Memorandum of Conversation, by the Chief of the Division of Southern European Affairs (Huston)1

Participants: Assistant Secrteary Holmes: Mr. Huston (SE): Mr. … and Mr. ….1a

Mr. … and Mr. … [in] the staff of our Embassy to Yugoslavia while that Mission was established in London, was [were] received by Assistant Secretary Holmes at 4:00 p.m. yesterday, June 7, to enable Mr. … to give an account of his conversations with Dr. Ivan Subasic, Yugoslav Foreign Minister, during the San Francisco conference. Mr. … not only is a close friend of Subasic but managed while he was in London to have rather intimate contacts with King Peter and other Yugoslav personalities there.

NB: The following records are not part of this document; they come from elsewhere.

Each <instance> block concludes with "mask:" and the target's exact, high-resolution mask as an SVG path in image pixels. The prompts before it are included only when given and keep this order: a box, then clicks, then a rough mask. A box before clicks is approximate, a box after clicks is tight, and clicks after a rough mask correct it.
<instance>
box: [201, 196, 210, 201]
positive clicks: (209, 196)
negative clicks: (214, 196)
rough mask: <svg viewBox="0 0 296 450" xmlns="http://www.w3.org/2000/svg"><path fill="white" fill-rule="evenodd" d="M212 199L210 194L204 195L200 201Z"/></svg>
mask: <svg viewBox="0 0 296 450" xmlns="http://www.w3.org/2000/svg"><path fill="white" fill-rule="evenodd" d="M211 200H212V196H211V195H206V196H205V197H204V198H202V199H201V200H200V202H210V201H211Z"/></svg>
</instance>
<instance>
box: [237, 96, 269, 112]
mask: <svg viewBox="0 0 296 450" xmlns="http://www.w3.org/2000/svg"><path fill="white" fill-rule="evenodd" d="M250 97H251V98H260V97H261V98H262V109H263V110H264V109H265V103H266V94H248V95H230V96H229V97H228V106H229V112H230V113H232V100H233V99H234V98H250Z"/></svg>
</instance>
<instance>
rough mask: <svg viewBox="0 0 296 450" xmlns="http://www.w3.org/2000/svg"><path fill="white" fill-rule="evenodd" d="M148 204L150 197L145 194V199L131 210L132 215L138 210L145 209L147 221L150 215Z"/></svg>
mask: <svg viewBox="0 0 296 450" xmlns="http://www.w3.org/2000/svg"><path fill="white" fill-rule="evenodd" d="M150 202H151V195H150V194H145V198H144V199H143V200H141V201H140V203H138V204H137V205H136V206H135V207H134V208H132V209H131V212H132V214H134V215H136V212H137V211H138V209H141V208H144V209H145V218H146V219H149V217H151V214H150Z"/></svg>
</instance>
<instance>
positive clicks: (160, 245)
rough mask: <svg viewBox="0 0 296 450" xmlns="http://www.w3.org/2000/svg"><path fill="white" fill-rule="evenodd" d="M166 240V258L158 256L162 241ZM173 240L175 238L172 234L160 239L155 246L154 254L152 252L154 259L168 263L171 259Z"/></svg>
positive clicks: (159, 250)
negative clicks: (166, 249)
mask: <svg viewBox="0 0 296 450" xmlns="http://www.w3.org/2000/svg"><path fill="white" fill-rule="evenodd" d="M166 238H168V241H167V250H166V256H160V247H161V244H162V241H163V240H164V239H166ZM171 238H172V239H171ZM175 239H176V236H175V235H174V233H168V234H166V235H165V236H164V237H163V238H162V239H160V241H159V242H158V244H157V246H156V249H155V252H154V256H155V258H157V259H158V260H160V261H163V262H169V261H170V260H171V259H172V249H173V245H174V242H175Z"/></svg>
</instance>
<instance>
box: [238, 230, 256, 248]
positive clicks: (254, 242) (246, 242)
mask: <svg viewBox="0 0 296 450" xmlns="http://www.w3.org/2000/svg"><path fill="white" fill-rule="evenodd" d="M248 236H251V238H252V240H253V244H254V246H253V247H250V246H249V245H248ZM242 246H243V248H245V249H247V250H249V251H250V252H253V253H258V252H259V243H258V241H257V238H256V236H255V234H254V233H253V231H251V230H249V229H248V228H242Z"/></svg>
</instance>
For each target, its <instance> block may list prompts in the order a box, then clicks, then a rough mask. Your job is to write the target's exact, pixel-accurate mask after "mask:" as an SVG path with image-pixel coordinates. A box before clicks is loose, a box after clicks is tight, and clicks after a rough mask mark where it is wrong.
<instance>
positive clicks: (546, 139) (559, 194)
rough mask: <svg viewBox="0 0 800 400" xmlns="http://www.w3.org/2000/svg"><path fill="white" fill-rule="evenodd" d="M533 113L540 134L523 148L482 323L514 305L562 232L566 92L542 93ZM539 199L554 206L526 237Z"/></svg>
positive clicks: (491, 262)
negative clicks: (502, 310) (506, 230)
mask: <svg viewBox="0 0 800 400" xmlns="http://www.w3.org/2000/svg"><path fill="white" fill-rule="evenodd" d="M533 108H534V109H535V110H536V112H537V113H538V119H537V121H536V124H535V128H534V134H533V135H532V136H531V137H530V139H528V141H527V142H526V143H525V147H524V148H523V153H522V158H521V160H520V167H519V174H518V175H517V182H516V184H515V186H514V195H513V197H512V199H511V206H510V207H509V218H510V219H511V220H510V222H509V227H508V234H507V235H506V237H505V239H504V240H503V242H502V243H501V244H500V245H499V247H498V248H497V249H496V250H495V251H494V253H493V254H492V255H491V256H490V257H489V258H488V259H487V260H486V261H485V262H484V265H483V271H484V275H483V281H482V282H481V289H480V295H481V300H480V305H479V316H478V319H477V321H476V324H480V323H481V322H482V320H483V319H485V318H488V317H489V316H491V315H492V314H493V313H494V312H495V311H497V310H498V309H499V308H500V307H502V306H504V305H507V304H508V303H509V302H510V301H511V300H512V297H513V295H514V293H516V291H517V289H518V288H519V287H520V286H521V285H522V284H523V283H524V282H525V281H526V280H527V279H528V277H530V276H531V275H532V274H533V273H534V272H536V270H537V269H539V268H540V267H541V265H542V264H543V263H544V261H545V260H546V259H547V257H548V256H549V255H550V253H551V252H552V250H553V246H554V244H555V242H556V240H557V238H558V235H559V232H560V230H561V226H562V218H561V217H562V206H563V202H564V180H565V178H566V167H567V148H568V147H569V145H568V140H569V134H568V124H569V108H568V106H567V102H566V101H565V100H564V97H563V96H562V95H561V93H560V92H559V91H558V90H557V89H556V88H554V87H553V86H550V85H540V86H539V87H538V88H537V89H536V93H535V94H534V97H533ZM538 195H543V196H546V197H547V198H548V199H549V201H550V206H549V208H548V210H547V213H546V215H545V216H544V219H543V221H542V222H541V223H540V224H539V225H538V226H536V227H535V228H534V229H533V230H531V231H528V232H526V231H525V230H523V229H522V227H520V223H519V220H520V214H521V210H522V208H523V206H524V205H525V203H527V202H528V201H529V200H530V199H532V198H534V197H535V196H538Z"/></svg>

Some of the main points contained in Mr. …’s narration were:

On the occasion of Dr. Subasic’s visit to Moscow with Tito, Mr. Stalin said, when the suggestion was made that the British “might cause trouble” in the Carinthia and Venezia Giulia areas, that “if the British start interfering with us there, we will start interfering with them.”
When Mr. Molotov questioned Dr. Subasic regarding the situation in Yugoslavia, the latter replied: “when the people look for the brains of Yugoslavia, they turn toward Moscow; when they look for the arms of Yugoslavia, they also look toward Moscow.” Molotov replied that the Soviet Government would like to help Yugoslavia but there were limitations on what could be done. “We ourselves,” he said, “will have to look to the West—we will ask about ten billion dollars.”
At the San Francisco conference, Dr. Subasic supported Mr. Molotov at every stage. There was one exception, when Dr. Subasic did not think that the rotating presidency was sufficiently important for him to get up and make a speech in support of Molotov’s proposal, and Mr. Molotov subsequently called him to task for it.
The Yugoslav Minister of Finance, Sreten Zujovic, was probably sent to San Francisco with the Yugoslav delegation in order to “keep on eye on” Subasic.
In Belgrade, Subasic is weak. He does not even have anything to say about the members of the Foreign Office staff. Grol and Sutej likewise are unable to do much. Everything is in the hands of Tito and his favored henchmen, such as Kardelj (Deputy Premier) and [Page 1238] Djilas (Minister for Montenegro) both of whom are violent communists.
Despite the friction in Yugoslavia, Dr. Subasic does not believe that there will be civil war as the country is “too weak” to bring forth the effort required for active civil strife.
Although he, as a patriot, would like to see Trieste given to Yugoslavia, Dr. Subasic feels that the Venezia Giulia affair has been “a bad thing for the country.”
Dr. Subasic was quite ill at San Francisco and his diabetes was in an acute stage, but he benefited greatly from the excellent care he was given there.

  1. Cloyce K. Huston became Chief of the Division of Southern European Affairs on June 1, 1945.
  2. Names of officers are omitted here, and in subsequent instances in this memorandum.